Moreover, since Rider, the Legislature has abolished contributory negligence in favor of the doctrine of comparative fault, see N.J.S.A. 2A:15-5.1 to -5.3 (the Act), requiring the fact-finder to determine "the extent, in the form of a percentage, of each party's negligence or fault," in all negligence cases, including "professional malpractice." N.J.S.A. 2A:15-5.2. An action by an insured against his insurance broker for negligently failing to provide adequate coverage is a negligence action. Therefore, in such an action, if an insured fails to examine his or her policy, that failure may constitute negligence which a jury should consider in allocating fault between the broker and the insured. In addition, any other conduct by an insured that a reasonable jury could conclude was unreasonable under the circumstances, should be considered on the element of the insured's comparative negligence.

Accordingly, we conclude the judge erred in not instructing the jury on plaintiffs' comparative fault so that it could properly consider and allocate the percentages of fault between the parties. Instead of giving a comparative negligence charge, the judge instructed the jury it had to find that plaintiffs were the sole proximate cause of their loss before it could find in favor of defendant. We are convinced that the jury could have been confused and misled by this one-sided instruction. The instruction was tantamount to requiring the jury to find plaintiffs 100% negligent before it could exonerate defendant, whereas a finding of 51% fault on the part of plaintiffs would have produced a verdict in favor of defendant. Because the instruction had the clear capacity to confuse and mislead the jury, we conclude it was clearly capable of producing an unjust result. R. 2:10-2. See Conklin v. Hannoch Weisman, 145 N.J. 395, 410 (1996); see also Vallejo v. Rahway Police Dept., 292 N.J. Super. 333, 342 (App. Div.), certif. denied, 147 N.J. 262 (1996). Consequently, we are constrained to reverse the judgment.

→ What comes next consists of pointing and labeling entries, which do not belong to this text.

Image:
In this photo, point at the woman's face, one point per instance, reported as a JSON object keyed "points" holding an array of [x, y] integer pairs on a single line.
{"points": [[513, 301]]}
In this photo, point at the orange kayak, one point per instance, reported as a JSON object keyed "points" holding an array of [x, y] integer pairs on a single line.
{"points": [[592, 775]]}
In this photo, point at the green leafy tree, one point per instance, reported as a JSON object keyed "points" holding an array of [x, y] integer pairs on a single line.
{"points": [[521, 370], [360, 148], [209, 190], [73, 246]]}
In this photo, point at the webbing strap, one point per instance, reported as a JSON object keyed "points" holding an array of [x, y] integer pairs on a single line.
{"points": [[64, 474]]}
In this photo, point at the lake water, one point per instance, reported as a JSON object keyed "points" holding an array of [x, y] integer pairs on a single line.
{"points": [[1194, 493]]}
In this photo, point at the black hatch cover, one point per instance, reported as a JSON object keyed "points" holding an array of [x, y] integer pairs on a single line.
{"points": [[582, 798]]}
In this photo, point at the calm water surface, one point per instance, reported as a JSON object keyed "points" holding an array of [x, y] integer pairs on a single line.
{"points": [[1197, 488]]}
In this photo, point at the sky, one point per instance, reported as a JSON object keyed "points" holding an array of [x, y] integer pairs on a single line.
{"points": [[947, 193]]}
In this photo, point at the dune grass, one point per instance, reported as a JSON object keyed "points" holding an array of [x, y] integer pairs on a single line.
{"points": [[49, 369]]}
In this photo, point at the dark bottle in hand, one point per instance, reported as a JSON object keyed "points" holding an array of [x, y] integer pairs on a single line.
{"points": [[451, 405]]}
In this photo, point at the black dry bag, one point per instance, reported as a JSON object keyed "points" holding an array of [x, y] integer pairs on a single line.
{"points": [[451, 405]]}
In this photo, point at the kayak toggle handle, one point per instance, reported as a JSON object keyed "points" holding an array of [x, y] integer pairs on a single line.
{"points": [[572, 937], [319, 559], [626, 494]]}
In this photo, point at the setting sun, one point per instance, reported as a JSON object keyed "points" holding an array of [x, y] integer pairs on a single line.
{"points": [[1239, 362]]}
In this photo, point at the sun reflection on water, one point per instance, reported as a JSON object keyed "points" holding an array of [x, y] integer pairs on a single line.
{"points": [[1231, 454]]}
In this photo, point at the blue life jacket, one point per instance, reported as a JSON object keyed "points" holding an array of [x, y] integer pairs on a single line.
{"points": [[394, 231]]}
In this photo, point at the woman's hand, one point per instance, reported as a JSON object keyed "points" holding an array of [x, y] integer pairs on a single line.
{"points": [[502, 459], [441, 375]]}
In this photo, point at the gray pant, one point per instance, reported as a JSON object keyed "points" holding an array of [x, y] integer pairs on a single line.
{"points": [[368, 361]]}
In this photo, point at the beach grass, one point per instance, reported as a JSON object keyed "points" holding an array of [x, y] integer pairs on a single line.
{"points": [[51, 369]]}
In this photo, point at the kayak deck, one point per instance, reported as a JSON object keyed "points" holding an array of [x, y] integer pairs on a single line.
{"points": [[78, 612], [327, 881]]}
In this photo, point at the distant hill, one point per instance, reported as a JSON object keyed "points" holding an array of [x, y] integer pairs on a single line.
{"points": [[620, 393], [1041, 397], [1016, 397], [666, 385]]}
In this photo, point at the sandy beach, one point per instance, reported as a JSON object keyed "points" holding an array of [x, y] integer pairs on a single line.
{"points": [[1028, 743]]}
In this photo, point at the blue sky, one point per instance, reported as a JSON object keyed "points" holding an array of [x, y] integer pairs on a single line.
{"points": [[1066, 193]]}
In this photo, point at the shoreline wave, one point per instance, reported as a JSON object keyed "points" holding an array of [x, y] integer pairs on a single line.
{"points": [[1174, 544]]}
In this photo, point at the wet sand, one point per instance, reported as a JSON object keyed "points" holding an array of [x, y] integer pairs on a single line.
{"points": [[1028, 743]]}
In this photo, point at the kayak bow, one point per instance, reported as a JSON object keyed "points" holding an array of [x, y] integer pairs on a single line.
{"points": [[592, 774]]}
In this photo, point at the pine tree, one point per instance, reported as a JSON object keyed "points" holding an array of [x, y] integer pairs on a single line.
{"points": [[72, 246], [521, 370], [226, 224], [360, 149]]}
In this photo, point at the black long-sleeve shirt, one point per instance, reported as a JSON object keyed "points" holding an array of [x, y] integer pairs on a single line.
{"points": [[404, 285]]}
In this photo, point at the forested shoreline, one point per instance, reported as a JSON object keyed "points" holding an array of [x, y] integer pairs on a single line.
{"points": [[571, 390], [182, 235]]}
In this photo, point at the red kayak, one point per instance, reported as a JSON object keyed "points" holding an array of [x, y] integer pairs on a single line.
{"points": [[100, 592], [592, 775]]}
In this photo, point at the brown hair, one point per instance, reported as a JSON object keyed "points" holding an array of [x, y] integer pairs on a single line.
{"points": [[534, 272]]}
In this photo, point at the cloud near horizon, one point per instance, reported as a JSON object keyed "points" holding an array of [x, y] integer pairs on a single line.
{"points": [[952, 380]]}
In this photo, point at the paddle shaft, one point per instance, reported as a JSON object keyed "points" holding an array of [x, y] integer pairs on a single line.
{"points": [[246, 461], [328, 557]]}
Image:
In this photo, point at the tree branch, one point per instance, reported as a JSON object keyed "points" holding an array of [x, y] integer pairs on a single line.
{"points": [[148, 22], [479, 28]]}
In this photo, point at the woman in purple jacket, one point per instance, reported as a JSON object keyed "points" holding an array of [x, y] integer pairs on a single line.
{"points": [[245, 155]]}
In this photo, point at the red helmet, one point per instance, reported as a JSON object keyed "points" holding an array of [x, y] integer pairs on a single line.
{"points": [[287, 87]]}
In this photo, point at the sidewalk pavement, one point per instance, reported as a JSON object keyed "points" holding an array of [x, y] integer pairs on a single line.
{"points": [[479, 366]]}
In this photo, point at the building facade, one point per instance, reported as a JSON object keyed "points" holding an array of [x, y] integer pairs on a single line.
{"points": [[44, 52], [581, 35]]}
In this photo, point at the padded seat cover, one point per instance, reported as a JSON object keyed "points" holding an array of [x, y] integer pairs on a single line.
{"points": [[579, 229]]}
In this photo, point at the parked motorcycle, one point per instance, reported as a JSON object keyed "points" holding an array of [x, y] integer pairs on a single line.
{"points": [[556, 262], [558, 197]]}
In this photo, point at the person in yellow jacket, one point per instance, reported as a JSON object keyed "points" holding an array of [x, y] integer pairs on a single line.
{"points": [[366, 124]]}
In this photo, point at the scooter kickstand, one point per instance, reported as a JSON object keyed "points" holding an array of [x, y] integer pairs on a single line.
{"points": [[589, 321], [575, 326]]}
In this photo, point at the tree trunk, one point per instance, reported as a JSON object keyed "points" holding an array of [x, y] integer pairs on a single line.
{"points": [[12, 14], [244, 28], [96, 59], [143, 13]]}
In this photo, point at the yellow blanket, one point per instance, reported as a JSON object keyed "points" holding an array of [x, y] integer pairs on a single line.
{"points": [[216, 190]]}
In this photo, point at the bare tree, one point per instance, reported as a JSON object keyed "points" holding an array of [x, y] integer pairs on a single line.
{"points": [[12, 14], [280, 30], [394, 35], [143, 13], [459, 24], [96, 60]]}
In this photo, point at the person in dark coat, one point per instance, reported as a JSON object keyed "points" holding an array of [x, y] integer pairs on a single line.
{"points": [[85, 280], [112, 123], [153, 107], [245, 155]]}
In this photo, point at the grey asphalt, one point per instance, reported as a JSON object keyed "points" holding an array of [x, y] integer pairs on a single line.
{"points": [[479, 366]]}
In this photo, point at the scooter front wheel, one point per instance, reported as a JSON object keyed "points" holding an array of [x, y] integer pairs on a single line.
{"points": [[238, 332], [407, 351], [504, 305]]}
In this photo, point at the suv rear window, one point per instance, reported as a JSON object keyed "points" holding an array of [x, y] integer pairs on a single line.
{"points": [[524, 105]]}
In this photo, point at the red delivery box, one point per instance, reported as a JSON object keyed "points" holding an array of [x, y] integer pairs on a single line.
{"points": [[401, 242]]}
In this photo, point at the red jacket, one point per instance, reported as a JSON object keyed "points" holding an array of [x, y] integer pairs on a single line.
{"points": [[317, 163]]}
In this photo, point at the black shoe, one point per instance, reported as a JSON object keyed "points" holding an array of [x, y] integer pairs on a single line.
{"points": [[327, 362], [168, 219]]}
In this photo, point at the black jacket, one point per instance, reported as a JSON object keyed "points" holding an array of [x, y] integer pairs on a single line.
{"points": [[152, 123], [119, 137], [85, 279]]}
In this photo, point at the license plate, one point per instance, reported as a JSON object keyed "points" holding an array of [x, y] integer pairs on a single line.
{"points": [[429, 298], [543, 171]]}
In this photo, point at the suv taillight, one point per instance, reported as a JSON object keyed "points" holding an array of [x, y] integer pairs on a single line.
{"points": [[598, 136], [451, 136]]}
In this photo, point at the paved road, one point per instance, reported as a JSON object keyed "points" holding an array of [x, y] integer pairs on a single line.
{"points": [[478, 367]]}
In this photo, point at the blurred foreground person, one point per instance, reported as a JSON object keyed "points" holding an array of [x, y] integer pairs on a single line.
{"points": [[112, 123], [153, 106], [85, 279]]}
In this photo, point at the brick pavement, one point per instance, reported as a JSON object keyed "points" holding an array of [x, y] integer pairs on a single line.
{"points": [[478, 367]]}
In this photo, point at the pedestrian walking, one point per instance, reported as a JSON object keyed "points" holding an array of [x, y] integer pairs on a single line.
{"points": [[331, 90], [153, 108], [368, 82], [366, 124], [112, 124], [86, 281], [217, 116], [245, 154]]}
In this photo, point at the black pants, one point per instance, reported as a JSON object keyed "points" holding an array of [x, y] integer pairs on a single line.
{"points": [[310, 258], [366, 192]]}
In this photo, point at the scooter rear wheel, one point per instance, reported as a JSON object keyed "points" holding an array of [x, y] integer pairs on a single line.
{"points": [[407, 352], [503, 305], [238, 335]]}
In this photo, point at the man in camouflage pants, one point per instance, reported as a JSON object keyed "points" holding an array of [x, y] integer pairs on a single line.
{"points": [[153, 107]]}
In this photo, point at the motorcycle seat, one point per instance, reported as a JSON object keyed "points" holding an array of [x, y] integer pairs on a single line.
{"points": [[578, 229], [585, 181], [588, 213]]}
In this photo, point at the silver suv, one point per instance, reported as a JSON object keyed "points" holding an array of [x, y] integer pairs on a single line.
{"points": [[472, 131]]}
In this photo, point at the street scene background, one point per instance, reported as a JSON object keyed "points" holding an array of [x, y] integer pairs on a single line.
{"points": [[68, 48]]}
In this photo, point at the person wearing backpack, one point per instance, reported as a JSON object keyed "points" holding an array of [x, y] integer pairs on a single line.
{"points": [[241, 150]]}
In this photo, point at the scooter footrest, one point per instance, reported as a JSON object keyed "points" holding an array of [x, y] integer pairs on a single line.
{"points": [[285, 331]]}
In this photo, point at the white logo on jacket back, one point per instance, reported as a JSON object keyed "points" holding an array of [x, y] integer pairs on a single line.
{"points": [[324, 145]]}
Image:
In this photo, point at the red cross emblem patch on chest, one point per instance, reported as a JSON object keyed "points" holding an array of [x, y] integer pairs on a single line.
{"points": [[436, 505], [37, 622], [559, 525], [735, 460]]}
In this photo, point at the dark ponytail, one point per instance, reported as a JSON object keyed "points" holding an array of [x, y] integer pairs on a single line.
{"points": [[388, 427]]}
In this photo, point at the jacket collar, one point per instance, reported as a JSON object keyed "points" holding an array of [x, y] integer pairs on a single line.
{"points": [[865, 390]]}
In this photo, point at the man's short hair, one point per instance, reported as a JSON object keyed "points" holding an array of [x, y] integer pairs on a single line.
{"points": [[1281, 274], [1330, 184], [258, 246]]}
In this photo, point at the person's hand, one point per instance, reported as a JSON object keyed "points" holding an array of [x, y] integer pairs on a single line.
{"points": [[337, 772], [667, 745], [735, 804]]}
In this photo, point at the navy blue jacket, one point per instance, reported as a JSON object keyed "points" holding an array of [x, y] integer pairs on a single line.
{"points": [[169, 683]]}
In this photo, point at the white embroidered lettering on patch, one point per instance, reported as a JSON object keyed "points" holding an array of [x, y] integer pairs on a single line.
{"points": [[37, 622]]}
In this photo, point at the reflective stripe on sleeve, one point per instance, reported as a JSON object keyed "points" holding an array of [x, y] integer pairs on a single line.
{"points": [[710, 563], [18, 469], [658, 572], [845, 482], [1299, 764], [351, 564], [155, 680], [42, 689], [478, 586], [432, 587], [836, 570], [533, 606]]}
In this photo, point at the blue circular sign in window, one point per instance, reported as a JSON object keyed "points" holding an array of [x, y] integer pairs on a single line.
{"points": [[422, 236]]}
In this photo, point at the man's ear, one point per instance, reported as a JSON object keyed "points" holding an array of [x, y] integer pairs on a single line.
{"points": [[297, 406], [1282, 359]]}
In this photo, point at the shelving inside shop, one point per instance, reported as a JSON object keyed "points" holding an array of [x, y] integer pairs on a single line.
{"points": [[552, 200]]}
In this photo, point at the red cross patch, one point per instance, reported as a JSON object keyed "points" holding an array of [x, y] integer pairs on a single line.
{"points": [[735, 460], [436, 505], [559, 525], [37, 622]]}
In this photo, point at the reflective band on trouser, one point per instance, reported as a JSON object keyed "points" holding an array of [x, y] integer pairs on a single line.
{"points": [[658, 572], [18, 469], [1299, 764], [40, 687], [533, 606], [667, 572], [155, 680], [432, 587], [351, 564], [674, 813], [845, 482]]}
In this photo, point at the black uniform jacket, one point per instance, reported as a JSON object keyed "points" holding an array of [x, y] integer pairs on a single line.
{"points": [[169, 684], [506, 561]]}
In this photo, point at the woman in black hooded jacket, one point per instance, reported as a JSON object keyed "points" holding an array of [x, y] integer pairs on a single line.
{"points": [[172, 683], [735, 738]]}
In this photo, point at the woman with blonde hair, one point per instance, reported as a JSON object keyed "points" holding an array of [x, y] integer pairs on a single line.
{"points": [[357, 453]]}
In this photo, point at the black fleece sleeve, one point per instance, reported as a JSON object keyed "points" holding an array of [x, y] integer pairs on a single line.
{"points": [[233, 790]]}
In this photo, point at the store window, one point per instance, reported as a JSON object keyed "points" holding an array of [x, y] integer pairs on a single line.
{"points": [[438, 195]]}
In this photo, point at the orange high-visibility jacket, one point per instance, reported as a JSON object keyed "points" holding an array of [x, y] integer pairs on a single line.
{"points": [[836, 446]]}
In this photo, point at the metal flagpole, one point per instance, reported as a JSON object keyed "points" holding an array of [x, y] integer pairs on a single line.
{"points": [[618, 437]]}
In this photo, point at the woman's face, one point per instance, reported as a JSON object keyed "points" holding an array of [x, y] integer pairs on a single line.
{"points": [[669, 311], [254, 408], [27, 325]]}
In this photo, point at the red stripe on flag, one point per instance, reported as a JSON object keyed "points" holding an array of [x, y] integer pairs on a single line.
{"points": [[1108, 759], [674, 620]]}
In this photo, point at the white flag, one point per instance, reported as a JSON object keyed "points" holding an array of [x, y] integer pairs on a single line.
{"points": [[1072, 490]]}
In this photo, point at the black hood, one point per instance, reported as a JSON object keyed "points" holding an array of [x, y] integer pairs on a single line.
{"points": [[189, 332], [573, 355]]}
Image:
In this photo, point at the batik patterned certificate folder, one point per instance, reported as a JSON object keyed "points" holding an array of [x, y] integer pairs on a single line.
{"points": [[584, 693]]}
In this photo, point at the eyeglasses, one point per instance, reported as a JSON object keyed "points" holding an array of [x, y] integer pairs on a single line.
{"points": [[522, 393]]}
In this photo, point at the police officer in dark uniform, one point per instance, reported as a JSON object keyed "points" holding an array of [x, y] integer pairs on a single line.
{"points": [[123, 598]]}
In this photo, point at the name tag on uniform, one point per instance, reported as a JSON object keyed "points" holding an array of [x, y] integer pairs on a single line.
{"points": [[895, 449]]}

At the retrial, in addition to explaining the duties of an insurance broker, the judge should also instruct the jury on the insured's obligation to examine his or her policy. In addition, the judge should explain to the jury that if it believes Fortsh's version of the events, it should consider, in the light of the experts' opinions, whether plaintiffs were in any way at fault for the inadequate insurance coverage.

Reversed and remanded for a new trial.